The other supplier of solid rocket motors to the aerospace and defense industry is Aerojet Rocketdyne [AJRD], which has agreed to be acquired by Lockheed Martin [LMT]. However, the FTC is closely scrutinizing that deal and Raytheon Technologies Corp. [RTX], which is headquartered in Warren’s state, has raised concerns given that Aerojet is one of its major suppliers and its acquisition by Lockheed Martin would eliminate the last independent supplier of solid rocket motors in the U.S. (Defense Daily, Feb. 22).

The acquisition of key suppliers is called vertical integration. Up until the past decade at most, the defense industry was consolidating horizontally, with the major prime contractors focused on horizontal integration, which strengthened their capabilities in systems integration. At the same time, these companies were divesting business units that were essentially part of the in-house supply chain, saying could operate more effectively on their own or as part of another supplier.

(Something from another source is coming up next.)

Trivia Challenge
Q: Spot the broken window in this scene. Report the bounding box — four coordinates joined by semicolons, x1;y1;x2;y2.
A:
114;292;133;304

Now, the defense primes are bringing key suppliers into their fold, a development Warren believes may stifle competition.

“When antitrust agencies have approved these vertical mergers and acquisitions, they have sometimes subjected them to so-called ‘behavioral’ remedies,” Warren wrote FTC Chair Lina Khan. “These remedies seek to protect competition by prohibiting a newly merged firm from using competitively sensitive information to the detriment of its rivals or from disfavoring its rivals that depend on it for supply, distribution, or other inputs. Given the questionable effectiveness of these remedies in numerous markets, I urge the Federal Trade Commission to re-evaluate the best method to protect competition when analyzing vertical deals, including now allowing such transactions to proceed in the first place.”

Warren cited reports that the FTC is investigating how well the “behavioral remedy” is working in the case of Northrop Grumman and its operation of Orbital ATK’s solid rocket motor business. She said if this investigation is ongoing, then it needs to be completed before deciding on the pending acquisition of Aerojet by Lockheed Martin.

Warren didn’t mince words about what would happen if the deal is approved.

“Currently, when the military solicit proposals for missile defense systems from defense firms like Northrop Grumman, Raytheon, Boeing, and Lockheed Martin, it can force these contractors to compete off each other on pricing, timing, and other contractual terms,” she wrote. “However, if Lockheed Martin is allowed to integrate with Aerojet Rocketdyne, the military’s ability to spur this type of competition will be inhibited, and the buyer will have the ability and incentive to raise costs for its rivals, hurting competition and potentially threatening national security.”

Warren wants responses to eight questions she submitted to Khan by July 30. She copied Deputy Defense Secretary Kathleen Hicks on the letter.

Some of the questions include learning what the Defense Department’s role is in helping the FTC assess defense mergers and acquisitions and how many defense deals have been subjected to “behavioral remedies” since 2000.

The wave of horizontal integration in the defense industry began in the early 1990s when William Perry, defense secretary in the Clinton administration, told industry executives to begin consolidating or risk perishing amid cuts in the defense budget. Perry’s “last supper” remarks in 1993 eventually led to mergers between companies like Lockheed and Martin Marietta, Boeing and McDonnell Douglas, and Northrop acquiring Grumman and a slew of other mission systems suppliers that aided in the company’s rise as a leading systems integrator.